Protonation-Regulated Membrane-Insertion Dynamics of pH Low-Insertion Peptide: Metastable Molecular Conformations and Their Transitions.

The pH-triggered structural transition and translocation of the pH low-insertion peptide (pHLIP) across cell membranes, facilitated by its distinct protonation property, render it a valuable model for investigating the membrane insertion mechanism of molecules. This capability also holds significant promise for advancements in cancer diagnosis and transmembrane transport. In this study, we investigated the dynamics of membrane insertion of wild-type pHLIP and its three variants using real-time tracking of single-peptide translocation kinetics. We identified three distinct metastable molecular conformations of pHLIPs within the bilayer, referred to as ″kinetic intermediate states″ at varying depths within the bilayer. These metastable conformations were observed during both the pH-triggered membrane insertion process and at intervening pH levels (between 7.4 and 5.0).
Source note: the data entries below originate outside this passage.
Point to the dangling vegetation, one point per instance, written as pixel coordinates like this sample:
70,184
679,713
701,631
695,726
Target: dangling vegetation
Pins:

Over time following a decrease in pH, these molecular conformations gradually transitioned with an increasing number of peptides shifting from a horizontally bound state to an inserted state, with a gradual deepening of their depth until equilibrium was reached around 10 min. Additionally, all individual peptides within the membrane experienced subsecond level kinetic fluctuations. Modifications such as P20G increased penetration depth without affecting the insertion process, whereas truncating residues D and E from the C-terminal accelerated membrane insertion speed but reduced penetration depth. Our findings elucidate how residue protonation-driven conformational changes influence peptide dynamics during membrane insertion, thereby providing insights for designing advanced drug delivery systems.